Well, I always think marriage is a usual thing happens to people. But weirdly, once you become 20, it becomes some kind of pressure by the society and several parents. well, at least in my society and parents. My question is; what is the right reason for someone to get married? Is it for the sake of your parent’s demand, society pressure or your own will to do it? What it takes for someone to be sure that she/he found the one person to live with, bear monsters and die eventually? How those avoid boredom of each other?

Young Queen Victoria thought marriage should be a treat to a girl. My sister once said that being married to someone is not only so you can bear children but also to find a friend for life. I recall my lecturer said love ends when marriage begins. Well, does a successful marriage always begin with love?

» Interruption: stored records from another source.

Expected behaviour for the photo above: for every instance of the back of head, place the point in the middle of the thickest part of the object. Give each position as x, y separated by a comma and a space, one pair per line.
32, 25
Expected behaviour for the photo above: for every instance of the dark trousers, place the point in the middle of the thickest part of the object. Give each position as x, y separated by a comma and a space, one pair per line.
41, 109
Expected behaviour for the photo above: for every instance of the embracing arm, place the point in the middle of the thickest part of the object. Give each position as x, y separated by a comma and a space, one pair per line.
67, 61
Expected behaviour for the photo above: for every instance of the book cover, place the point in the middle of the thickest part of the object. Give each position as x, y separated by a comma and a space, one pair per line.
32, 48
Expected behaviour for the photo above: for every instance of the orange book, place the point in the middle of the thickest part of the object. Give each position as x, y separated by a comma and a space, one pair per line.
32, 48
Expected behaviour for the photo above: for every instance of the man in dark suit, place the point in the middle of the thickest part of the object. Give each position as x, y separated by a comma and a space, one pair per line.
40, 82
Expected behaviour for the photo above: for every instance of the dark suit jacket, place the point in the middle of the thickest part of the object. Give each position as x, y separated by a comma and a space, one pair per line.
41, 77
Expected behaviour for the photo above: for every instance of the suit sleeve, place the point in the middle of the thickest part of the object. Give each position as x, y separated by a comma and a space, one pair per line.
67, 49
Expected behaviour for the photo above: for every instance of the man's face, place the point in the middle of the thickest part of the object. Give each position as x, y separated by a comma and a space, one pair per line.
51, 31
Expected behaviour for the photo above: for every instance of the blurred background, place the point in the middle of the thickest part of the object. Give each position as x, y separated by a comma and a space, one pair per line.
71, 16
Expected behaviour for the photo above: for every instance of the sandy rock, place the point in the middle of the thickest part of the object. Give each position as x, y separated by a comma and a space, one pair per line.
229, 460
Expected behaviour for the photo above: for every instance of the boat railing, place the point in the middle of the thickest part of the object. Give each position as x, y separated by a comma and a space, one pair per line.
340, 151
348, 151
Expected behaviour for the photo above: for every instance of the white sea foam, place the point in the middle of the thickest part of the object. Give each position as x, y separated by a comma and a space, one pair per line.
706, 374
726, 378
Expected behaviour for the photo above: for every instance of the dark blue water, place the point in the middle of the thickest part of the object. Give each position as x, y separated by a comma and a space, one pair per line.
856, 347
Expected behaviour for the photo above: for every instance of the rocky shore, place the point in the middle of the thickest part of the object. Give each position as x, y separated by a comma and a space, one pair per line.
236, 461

I heard so many definitions about it in songs, movies, poems and somehow those make the word ‘love’ sounds overrated. Either it’s too cliché or too miserable, only a few make sense to me. Sometimes I thought love nowadays is just a product you sell on Valentine day. You have to agree that most of bestselling novels, songs, movies etc are related to love. *What? Yes, I like love songs and romantic novels, they help me dramatize my life.* Love produces money. Plus, I often find people said they love this and that then get too excited about it, but months later they just doing the same pattern I easily read.

The love I know, maybe, is a feeling that keeps you coming back. It stays. It grows bigger as the time goes. Like I love my family. You may say that you love your parents the moment you were born but I need a process to love them this much *hug the universe*. A long process that now leaves me at the point that no matter how much I loathe them, I end up want to make them happy.

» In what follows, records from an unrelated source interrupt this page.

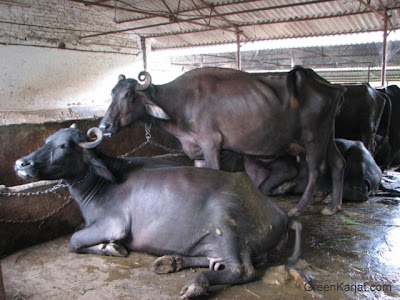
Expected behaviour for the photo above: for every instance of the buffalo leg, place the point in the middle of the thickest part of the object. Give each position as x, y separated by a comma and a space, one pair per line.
235, 272
314, 160
174, 263
337, 164
99, 239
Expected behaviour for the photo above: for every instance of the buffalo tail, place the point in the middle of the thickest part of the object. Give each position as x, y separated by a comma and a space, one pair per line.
297, 227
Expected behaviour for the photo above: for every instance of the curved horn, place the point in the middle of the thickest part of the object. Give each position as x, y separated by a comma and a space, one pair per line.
99, 138
145, 78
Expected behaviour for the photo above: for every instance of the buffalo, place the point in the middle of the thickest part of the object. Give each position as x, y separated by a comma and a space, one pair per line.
393, 144
257, 114
287, 175
360, 114
195, 217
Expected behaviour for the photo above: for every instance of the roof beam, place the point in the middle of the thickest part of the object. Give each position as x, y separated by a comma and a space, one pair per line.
192, 20
264, 23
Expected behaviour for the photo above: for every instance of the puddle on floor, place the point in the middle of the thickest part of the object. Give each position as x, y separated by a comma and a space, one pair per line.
354, 254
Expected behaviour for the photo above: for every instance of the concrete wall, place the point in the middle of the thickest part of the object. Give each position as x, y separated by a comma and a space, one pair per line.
48, 72
67, 84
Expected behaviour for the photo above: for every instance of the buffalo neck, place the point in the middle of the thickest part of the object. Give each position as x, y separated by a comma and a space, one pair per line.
169, 98
85, 188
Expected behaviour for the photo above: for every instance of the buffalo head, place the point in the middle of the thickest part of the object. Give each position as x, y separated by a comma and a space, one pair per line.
131, 101
66, 154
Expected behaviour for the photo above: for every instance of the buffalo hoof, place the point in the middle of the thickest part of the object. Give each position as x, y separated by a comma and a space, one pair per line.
193, 289
296, 211
329, 211
167, 264
114, 249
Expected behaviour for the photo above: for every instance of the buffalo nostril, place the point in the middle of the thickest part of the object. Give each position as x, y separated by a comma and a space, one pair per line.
22, 163
368, 184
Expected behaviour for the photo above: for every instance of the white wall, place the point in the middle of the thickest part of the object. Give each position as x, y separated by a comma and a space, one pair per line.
40, 82
36, 79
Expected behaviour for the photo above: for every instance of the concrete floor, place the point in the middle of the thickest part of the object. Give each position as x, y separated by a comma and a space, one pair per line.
354, 254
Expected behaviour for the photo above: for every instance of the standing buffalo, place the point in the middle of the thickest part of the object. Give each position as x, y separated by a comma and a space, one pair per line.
286, 175
393, 93
210, 109
195, 217
360, 114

Ugh. Words often make everything more dangkal. Well, people can have their own definition about love. Whatever.

You know one of the reasons I hate become an adult is there are so many things to think about. Life suddenly is not as easy as choosing what kind of candy I want to eat today.

So my conclusion is, blah, I’ don’t know, I’M TOO YOUNG TO THINK ABOUT THIS. These just several things crossed my mind and thought I should write it. Enjoy the crap. Bye.